Local vorticity computation approach in double distribution functions based lattice Boltzmann methods for flow and scalar transport

Computation of vorticity, or the skew-symmetric velocity gradient tensor, in conjunction with the strain rate tensor, plays an important role in the flow classification, in vortical structure identification and in the modeling of various complex fluids and flows. For the simulation of flows accompanied by the advection-diffusion transport of a scalar field (e.g., temperature), double distribution functions (DDF) based lattice Boltzmann (LB) methods, involving a pair of LB schemes are commonly used. We present a new local vorticity computation approach by introducing an intensional anisotropy of the scalar flux in the third order, off-diagonal moment equilibria of the LB scheme for the scalar field, and then combining the second order non-equilibrium components of both the LB methods. As such, any pair of lattice sets in the DDF formulation that can independently support the third order off-diagonal moments would enable local determination of the complete flow kinematics, with the LB methods for the fluid motion and the transport of the passive scalar respectively providing the necessary moment relationships to determine the symmetric and skew-symmetric components of the velocity gradient tensor. Since the resulting formulation is completely local and do not rely on any finite difference approximations for velocity derivatives, it is by design naturally suitable for parallel computation.
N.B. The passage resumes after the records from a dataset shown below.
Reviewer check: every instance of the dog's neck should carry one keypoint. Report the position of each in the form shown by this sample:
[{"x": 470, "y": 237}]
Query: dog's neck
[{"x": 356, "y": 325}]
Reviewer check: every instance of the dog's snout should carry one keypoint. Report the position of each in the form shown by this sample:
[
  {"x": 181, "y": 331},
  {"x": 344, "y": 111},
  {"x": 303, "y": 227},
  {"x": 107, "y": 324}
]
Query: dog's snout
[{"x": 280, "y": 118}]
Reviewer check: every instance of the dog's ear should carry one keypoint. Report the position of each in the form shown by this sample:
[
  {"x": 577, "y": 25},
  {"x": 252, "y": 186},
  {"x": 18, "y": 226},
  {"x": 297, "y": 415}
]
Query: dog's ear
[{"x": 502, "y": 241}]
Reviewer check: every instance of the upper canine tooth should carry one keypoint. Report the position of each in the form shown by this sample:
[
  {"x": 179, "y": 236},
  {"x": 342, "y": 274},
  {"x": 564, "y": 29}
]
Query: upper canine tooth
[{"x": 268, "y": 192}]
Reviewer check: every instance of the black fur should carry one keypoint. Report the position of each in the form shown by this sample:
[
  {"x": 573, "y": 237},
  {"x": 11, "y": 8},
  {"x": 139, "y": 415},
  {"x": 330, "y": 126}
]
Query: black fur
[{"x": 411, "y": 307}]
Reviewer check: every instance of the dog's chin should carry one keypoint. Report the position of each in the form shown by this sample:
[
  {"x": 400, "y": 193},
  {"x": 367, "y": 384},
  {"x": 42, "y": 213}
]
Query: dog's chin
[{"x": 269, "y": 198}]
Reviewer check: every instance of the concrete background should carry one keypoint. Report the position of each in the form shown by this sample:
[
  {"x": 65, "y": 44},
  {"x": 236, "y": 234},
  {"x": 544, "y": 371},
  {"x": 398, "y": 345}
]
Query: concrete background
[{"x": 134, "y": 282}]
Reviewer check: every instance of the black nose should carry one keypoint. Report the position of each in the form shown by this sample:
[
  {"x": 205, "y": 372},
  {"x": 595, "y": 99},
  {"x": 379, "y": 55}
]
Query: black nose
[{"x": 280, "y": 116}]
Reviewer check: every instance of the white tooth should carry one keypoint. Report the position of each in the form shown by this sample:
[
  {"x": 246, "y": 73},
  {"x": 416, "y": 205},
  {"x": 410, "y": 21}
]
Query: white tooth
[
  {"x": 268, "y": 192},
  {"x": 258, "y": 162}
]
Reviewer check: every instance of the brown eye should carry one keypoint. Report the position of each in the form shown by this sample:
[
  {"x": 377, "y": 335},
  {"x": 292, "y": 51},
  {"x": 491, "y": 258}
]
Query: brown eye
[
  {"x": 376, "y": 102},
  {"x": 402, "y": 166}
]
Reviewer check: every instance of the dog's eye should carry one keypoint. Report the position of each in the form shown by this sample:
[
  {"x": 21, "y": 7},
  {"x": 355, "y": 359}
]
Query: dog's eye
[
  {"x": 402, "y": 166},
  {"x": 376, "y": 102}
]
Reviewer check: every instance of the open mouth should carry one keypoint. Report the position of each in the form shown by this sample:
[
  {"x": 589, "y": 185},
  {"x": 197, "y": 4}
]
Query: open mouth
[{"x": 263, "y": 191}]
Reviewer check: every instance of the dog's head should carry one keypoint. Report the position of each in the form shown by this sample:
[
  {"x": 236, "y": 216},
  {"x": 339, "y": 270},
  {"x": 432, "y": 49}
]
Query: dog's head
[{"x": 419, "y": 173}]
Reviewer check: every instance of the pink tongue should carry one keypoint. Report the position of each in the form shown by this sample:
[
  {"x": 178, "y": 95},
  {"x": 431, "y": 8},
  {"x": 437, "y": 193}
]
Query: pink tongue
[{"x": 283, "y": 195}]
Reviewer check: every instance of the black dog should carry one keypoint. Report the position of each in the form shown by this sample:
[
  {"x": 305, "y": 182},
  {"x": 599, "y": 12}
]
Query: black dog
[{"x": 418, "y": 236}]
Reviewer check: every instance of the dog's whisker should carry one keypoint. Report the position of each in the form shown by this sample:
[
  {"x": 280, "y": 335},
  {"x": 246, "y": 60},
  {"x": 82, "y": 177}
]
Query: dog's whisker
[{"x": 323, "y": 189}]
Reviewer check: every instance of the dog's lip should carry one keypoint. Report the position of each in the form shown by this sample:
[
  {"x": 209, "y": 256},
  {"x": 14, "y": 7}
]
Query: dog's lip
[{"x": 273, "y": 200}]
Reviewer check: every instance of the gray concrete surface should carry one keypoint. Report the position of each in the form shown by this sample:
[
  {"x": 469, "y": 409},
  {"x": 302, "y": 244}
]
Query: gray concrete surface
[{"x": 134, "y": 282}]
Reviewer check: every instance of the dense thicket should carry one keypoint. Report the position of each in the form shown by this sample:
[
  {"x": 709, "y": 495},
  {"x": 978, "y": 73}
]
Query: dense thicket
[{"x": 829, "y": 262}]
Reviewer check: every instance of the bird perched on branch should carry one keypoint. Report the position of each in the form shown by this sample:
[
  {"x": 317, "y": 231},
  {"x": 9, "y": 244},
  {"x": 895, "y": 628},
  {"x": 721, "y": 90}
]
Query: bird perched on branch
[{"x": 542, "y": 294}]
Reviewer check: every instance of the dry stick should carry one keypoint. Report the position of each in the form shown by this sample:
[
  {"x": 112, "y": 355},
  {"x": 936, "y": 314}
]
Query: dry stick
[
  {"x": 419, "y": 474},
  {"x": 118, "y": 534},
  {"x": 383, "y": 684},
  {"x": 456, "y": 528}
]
As an illustration of our approach, we formulate a DDF-LB scheme for local vorticity computation using a pair of multiple relaxation times (MRT) based collision approaches on two-dimensional, nine velocity (D2Q9) lattices, where the necessary moment relationships to determine the velocity gradient tensor and the vorticity are established via a Chapman-Enskog analysis. Simulations of various benchmark flows demonstrate good accuracy of the predicted vorticity fields using our approach against available solutions, including numerical results, with a second order convergence. Furthermore, extensions of our formulation for a variety of collision models, including those based on cascaded and non-cascaded central moments, to enable local vorticity computation are presented.